How could Ursula afford such treasures? Where did she find her clocks, in any case? Only once, to the best of my belief, did she return after her marriage to Germany. That was when she went with me on our little trip around the region where we had met and had become such friends. And, as far as I am aware, she did not then range even near to the Black Forest.

The answer to my two questions appears to have been that a seller of clocks visited our house when I was not there; and that his terms were easy, though in one sense only.

I am reasonably sure that these visits went on for a long time before I had any inkling of them. Needless to say, that state of affairs is common enough in any suburb; matter mainly for a laughter session, except for those immediately affected.

I used merely to notice when I came home, that the clocks had been moved around, sometimes almost all of them; and that every now and then there seemed to have been a new acquisition. Once or twice it was my ears that first told me of the newcomer, rather than my eyes. The mixed-up noise made by all the different clocks had odd effects upon me. I felt tensed up immediately I entered the house; but it was not entirely disagreeable. Far from it, in fact. The truth seemed to be that this tensing up brought me nearer to Ursula than at other times, and in a very real and practical way, which many other husbands I am acquainted with would be glad to have the secret of. For example, we were never quite the same together when we were elsewhere, even when we were together in her own homeland. Then it was more like brother and sister, as I have said; though fine in its own way too. What is more, my response to the clocks could vary almost 100 per cent. Sometimes the real din they made could drive me quite crazy, so that I barely knew what I was doing or even thinking. At other times, I hardly noticed anything. It is difficult to say anything more about it.

Then I began to observe that divers small repairs seemed to have been done. For a long while I said nothing. Ursula could not be made to talk about her clocks, and that seemed to be that. One shakes down even to mysteries, when so much else in a relationship is right, as it was in ours. But on a certain, important occasion, there were two things at the same time.

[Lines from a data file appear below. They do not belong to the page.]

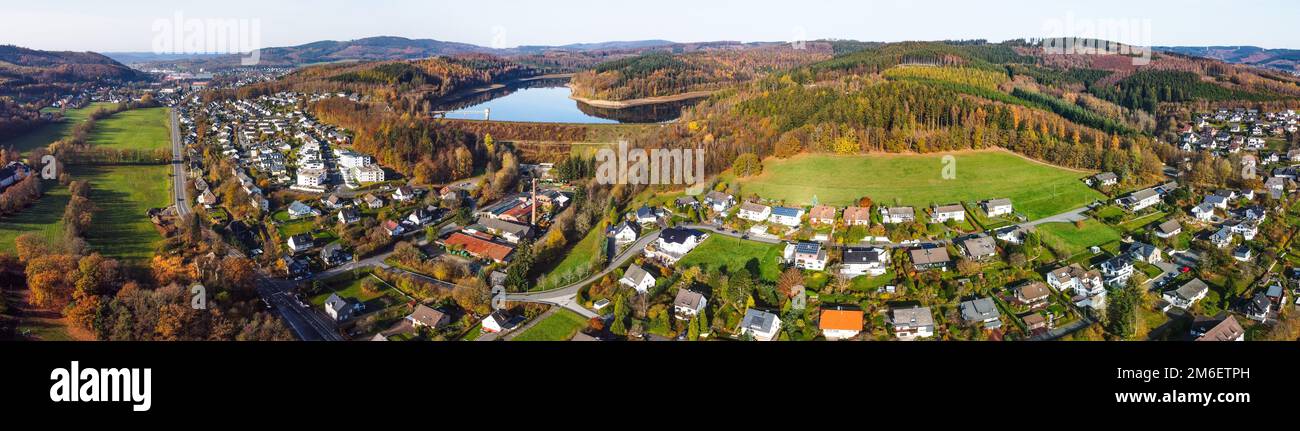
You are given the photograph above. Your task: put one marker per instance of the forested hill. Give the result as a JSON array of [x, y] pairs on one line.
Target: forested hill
[[663, 73], [1088, 112]]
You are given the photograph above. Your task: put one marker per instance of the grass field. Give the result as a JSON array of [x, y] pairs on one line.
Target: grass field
[[575, 262], [735, 253], [124, 195], [559, 326], [1075, 240], [46, 218], [47, 134], [138, 129], [1036, 190]]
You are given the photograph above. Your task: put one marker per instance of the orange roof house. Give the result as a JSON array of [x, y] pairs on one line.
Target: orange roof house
[[840, 323], [477, 247]]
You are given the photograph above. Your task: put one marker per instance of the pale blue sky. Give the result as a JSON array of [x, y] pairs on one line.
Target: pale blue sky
[[86, 25]]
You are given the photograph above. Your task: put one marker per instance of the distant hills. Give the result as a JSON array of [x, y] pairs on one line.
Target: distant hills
[[1285, 60], [378, 48]]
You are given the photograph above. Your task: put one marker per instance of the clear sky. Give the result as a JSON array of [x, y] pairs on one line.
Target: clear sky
[[108, 26]]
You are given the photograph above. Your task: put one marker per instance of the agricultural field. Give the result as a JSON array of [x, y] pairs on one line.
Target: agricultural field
[[124, 196], [1075, 240], [735, 255], [137, 129], [47, 134], [559, 326], [1036, 190], [44, 217]]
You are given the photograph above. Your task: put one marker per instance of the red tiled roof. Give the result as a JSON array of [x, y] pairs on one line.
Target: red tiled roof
[[479, 247]]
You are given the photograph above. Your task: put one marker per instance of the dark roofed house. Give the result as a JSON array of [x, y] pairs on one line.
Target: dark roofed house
[[428, 317], [1169, 229], [924, 258]]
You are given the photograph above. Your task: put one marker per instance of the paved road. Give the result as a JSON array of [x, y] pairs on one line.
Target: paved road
[[304, 322], [180, 195], [567, 296]]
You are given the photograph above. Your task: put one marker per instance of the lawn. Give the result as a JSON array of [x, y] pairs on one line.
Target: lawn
[[47, 134], [575, 264], [1066, 236], [1036, 190], [733, 253], [351, 290], [124, 195], [559, 326], [137, 129], [44, 217]]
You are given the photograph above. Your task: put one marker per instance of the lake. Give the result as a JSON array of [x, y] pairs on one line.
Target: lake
[[550, 103]]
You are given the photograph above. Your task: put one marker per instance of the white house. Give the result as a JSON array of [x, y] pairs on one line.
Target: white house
[[897, 214], [368, 174], [787, 216], [754, 212], [308, 177], [625, 233], [865, 261], [674, 243], [945, 213], [1139, 200], [688, 304], [761, 325], [1188, 294], [997, 207], [910, 323], [807, 255], [338, 308], [637, 279]]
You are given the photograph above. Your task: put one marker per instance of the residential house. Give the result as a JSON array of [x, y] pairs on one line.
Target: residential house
[[980, 312], [1187, 295], [787, 216], [499, 321], [997, 207], [809, 256], [865, 261], [897, 214], [926, 258], [479, 247], [624, 233], [300, 243], [1145, 252], [688, 304], [349, 216], [914, 322], [423, 316], [1139, 200], [857, 216], [839, 323], [1221, 329], [979, 247], [1105, 179], [1117, 270], [1032, 295], [674, 243], [719, 201], [945, 213], [637, 278], [337, 308], [297, 209], [403, 194], [822, 214], [1169, 229], [762, 326], [754, 212]]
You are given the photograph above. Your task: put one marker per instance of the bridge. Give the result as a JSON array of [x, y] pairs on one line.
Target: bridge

This house offers a completely separate dining-room (as well as a third sitting-room which I tried for a time to use as a kind of sub-office), and in this dining-room Ursula had set up a clock made like a peasant hut, with imitation thatch, from beneath which Clever Kuckuck peeked out every half-hour and whistled at us. (We were spared the other two quarters — with this particular clock.) During a period of time before the evening in question, it had become obvious that something was wrong with Kuckuck. Instead of springing at us with his whistle, he seemed merely to sidle out, quite slowly; to stand there hunched to one side; and rather to croak than to shrill. He was plainly ailing, but I said nothing; and he continued to ail for a period of weeks.

Then on that evening I heard him and I saw him as he spoke up at the very instant I entered the dining-room. He was once more good as in the factory.

I truly believed my comment was spontaneous and involuntary.

"Who's fixed Old Cuckoo?" I asked Ursula.